With users often relying on their own personal devices to access government
resources, organizations are drafting or amending policies to address the
use of personally owned and government-owned smartphones.

"Make sure any policy regarding personal phones being used for government
purposes reflects overall information security policies and that no classified
data is transferred to these phones without proper technology controls,"
recommends Alan Goode, founder and managing director of Goode Intelligence.
He adds that there are control mechanisms that protect sensitive data when
users synchronize their mobile devices.

13%
Percentage of organizations that protect their mobile phones from malware
Source: Goode Intelligence

The state of Delaware is revising its security policy to allow workers who
follow very specific guidelines to use their personally owned devices for
work purposes, says Elayne Starkey, the state's chief security officer.
Workers who want to merge their work and personal worlds on a single device
are driving the change.

While device consolidation is convenient for users, it presents distinct
challenges for securing citizen data, Starkey notes. "That is the bad
news," she says. "However, there are technical ways around the
problem."

For Delaware, this starts with specifying the type of personal device that
users can employ (a BlackBerry) and exactly what communications they can use
their personal device to support (synchronizing work e-mail and calendars
to their personal phone). Delaware currently has about 150 workers who access
state e-mail and schedules from their personal phones.

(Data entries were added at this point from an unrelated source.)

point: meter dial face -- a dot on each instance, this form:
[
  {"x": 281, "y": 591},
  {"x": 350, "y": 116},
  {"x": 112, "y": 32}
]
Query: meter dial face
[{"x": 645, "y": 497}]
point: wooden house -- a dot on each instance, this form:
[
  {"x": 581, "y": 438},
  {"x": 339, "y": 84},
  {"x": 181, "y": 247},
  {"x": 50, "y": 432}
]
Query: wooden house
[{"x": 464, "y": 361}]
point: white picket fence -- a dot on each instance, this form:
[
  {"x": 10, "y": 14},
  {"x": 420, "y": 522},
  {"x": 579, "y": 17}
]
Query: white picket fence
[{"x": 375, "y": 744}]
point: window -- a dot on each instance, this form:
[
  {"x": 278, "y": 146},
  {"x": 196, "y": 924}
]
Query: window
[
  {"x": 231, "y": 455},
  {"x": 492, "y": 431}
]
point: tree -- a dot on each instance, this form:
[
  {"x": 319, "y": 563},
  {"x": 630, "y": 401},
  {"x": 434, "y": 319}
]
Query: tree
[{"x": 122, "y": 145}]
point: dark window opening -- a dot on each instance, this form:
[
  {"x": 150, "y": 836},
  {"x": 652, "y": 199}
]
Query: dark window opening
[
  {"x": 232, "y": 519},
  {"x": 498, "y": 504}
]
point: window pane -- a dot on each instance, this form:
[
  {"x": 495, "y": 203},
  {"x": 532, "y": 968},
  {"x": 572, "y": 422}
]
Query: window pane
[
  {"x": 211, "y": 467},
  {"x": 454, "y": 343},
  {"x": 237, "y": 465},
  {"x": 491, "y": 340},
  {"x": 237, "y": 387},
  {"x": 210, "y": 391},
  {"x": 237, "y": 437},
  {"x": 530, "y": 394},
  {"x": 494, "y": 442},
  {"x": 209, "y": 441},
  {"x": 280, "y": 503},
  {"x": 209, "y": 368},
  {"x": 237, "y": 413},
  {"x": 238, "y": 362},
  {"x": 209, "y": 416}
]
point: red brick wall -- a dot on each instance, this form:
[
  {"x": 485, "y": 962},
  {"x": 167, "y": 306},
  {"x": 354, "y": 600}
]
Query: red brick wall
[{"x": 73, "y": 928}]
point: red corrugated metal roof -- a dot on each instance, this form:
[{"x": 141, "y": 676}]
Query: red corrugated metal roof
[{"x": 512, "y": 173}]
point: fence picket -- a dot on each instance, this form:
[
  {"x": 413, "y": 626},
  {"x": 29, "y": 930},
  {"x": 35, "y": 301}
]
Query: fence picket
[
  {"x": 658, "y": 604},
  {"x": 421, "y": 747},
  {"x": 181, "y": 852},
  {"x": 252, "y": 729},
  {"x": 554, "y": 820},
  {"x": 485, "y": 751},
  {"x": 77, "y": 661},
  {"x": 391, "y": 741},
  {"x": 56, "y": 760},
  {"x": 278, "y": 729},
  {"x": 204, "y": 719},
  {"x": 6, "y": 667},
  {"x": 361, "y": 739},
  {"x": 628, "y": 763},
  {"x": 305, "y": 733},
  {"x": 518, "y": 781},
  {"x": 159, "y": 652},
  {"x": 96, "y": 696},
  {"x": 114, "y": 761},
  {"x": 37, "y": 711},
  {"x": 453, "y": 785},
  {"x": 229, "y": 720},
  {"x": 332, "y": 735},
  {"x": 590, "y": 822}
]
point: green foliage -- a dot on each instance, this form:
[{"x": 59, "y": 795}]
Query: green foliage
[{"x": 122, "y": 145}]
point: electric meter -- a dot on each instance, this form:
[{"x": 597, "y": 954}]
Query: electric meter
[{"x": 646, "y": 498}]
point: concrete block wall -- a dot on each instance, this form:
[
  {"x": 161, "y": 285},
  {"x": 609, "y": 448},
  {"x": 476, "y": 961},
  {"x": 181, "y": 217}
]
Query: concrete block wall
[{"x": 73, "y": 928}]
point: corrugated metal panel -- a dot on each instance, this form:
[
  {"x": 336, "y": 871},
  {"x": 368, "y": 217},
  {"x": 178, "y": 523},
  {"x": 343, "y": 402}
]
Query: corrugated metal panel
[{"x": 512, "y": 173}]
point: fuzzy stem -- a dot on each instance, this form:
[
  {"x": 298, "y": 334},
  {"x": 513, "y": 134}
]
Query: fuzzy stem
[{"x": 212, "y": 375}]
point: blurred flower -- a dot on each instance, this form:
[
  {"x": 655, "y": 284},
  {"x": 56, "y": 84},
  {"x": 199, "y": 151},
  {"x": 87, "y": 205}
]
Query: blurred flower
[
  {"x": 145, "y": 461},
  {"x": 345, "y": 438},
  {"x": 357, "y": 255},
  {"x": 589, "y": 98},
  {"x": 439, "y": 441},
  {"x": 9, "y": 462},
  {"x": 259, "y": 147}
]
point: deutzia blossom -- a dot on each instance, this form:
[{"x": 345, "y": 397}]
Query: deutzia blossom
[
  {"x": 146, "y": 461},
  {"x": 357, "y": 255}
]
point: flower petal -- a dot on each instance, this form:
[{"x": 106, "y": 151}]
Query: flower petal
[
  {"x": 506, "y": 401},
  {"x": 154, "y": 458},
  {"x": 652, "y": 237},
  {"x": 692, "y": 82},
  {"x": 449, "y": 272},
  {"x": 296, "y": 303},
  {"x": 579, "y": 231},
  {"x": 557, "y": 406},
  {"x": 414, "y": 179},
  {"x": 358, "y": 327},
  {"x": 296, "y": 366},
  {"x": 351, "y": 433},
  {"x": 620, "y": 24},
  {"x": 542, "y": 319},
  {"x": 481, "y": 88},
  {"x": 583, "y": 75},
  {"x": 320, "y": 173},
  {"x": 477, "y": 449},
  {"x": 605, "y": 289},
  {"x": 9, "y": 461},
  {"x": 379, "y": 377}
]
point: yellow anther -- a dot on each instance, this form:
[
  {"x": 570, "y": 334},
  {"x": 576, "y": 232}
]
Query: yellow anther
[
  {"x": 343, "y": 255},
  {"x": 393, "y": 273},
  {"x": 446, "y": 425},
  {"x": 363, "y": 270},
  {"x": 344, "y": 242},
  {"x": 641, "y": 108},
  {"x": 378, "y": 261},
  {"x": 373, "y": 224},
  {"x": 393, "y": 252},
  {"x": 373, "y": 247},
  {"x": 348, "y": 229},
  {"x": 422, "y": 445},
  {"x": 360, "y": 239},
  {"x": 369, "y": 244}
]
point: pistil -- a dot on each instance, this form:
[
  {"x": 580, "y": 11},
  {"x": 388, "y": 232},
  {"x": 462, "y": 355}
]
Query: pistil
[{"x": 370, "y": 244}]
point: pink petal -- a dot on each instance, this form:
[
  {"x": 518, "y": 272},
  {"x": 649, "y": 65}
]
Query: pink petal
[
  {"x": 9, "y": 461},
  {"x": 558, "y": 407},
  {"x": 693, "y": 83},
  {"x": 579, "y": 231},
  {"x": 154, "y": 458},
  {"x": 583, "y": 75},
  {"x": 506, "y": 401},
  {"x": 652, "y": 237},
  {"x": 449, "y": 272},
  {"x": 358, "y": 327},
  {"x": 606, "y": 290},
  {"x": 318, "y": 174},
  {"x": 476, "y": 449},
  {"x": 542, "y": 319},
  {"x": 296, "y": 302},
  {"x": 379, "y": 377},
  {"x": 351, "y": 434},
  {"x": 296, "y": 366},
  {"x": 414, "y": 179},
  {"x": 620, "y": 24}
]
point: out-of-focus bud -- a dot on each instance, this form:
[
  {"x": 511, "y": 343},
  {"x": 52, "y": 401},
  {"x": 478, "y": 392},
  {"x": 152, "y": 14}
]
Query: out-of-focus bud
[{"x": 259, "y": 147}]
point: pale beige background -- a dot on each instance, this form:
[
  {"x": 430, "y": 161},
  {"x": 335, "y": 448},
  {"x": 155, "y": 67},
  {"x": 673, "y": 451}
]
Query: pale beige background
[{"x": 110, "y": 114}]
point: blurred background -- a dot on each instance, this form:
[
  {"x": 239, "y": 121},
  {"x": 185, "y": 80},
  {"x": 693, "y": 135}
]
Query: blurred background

Starkey takes a comprehensive approach to securing the data, wherever it
resides. Measures to protect mobile data include strong passwords, password
expiration, lockout after a predetermined number of failed login attempts,
encryption, inactivity time-out and remote wiping.

In Nebraska, a state law bans the use of state equipment for personal business,
but broad adoption of mobile technology prompted lawmakers to re-examine the
law to determine if anything in it might forbid the use of personally owned
devices for state business.

The answer was no, so the state has begun a small pilot that allows a handful
of state workers to use their personal devices to access e-mail and sync calendars
and contact lists, says CIO Brenda Decker.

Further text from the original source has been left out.